Julian caught desperately for the happiness that was just born. “We will find out in our travels, Charles, for much information can be picked up in the towns and inns. Are not gypsies welcome in many places simply for the mirth they bring? And safe enough so long as they move quickly about?”
He slapped his hands together and rose, his expression lightening. “I am sure you are right. Dress quickly, wench, the stew awaits!” He strode from the shelter, leaving her to search for her gown.
The days that foll
owed were those that Julian was ever afterward to call the days of the kingfisher, a halcyon time of drifting securely on the waves of a quiet sea. The first tentative spring winds opened and hardy buds of trees, and grass showed green by the roadsides. The noons were now a warm gold, the span of hours longer before the fragrant, chilly nights set in. Flowers showed in the hedges, and sometimes they saw a tree crowned in shimmering leaves as if to anticipate all that April and an English spring could bring. Julian’s heart opened out to the beauty around her and to the love that grew with each passing moment.

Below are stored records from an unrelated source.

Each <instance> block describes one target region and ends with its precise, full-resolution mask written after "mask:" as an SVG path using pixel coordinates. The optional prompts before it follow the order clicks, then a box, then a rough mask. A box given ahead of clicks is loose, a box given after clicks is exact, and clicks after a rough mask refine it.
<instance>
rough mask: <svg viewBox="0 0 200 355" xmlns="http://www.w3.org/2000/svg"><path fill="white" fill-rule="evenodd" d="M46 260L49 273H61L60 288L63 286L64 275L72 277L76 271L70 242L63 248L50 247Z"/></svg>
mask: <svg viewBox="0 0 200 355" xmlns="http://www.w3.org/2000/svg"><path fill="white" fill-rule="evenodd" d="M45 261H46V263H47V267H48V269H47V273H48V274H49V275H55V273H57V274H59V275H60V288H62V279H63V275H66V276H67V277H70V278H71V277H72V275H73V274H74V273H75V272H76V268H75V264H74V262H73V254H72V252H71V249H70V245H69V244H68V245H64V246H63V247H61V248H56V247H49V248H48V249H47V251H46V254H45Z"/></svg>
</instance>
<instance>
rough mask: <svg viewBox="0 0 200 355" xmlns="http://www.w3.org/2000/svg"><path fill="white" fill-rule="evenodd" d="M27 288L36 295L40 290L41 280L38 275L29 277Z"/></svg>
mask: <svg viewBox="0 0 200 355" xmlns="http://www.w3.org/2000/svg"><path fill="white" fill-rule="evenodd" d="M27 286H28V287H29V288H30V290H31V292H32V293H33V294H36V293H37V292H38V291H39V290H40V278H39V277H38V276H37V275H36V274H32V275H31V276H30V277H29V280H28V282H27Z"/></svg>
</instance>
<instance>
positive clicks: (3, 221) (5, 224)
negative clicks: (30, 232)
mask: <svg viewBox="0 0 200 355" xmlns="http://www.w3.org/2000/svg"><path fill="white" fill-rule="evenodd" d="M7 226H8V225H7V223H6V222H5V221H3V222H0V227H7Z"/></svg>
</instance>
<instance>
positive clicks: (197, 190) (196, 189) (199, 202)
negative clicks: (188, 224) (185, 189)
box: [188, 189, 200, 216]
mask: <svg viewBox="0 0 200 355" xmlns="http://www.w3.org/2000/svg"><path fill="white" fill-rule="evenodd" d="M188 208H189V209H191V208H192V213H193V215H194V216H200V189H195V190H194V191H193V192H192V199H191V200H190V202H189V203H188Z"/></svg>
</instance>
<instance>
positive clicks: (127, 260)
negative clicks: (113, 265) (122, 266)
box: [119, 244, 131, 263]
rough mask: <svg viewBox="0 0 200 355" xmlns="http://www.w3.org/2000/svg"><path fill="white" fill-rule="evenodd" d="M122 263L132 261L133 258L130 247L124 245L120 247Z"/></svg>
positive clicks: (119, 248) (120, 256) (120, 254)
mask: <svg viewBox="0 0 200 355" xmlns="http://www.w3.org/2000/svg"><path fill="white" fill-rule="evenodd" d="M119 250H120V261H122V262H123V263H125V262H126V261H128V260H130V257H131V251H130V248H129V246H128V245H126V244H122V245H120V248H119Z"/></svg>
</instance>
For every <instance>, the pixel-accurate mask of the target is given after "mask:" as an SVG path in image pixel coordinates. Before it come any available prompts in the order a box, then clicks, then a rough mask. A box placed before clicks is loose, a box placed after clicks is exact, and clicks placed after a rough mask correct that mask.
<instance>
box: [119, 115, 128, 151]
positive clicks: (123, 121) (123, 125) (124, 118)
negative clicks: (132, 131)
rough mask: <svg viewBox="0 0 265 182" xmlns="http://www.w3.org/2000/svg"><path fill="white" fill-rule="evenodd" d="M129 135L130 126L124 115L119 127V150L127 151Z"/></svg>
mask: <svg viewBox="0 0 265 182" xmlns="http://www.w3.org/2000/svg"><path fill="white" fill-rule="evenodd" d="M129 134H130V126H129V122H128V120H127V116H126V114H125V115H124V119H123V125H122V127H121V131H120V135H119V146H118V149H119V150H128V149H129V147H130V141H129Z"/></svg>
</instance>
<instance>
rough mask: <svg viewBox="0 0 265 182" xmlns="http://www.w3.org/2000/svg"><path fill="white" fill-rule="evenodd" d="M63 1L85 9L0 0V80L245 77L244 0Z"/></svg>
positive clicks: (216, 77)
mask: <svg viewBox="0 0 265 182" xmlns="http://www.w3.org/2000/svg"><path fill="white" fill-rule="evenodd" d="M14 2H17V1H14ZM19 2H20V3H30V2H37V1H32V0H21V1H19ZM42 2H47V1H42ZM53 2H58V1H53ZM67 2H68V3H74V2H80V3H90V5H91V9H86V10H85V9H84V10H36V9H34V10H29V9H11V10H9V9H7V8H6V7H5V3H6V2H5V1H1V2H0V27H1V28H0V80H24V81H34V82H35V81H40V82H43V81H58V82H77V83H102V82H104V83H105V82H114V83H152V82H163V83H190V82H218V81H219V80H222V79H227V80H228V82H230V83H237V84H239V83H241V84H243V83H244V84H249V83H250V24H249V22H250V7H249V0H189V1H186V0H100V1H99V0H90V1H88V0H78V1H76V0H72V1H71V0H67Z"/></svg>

They kept to the forest paths, venturing down into a hamlet only once. No one paid them any heed, but it was not a comfortable feeling for all that they tried to act as if they were friends or relatives traveling together. The others rolled in cloaks and slept outside at night. Charles grew adept at constructing a shelter of sorts for himself and Julian, and they remained apart from their friends, taking their pleasure of each other in the scented nights until they were exhausted.
Charles talked no more of state affairs or the princess he served. Julian thought only now and then of the queen, who was near to losing the little she had. For now they two were man and woman in the spring world that might have been created for them alone.
In this time, too, they talked as they had in the cave of poetry and philosophy and the ways of history, of themselves and their childhoods, of their delights and hurts. Charles came to speak of Beth naturally to Julian, and she, for her own part, found that much of the degradation she had felt by association with George Attenwood was leaving her. As time passed she even mourned the death of such a talent to Charles and found that he understood that, too. But of the future and what it might hold they did not speak.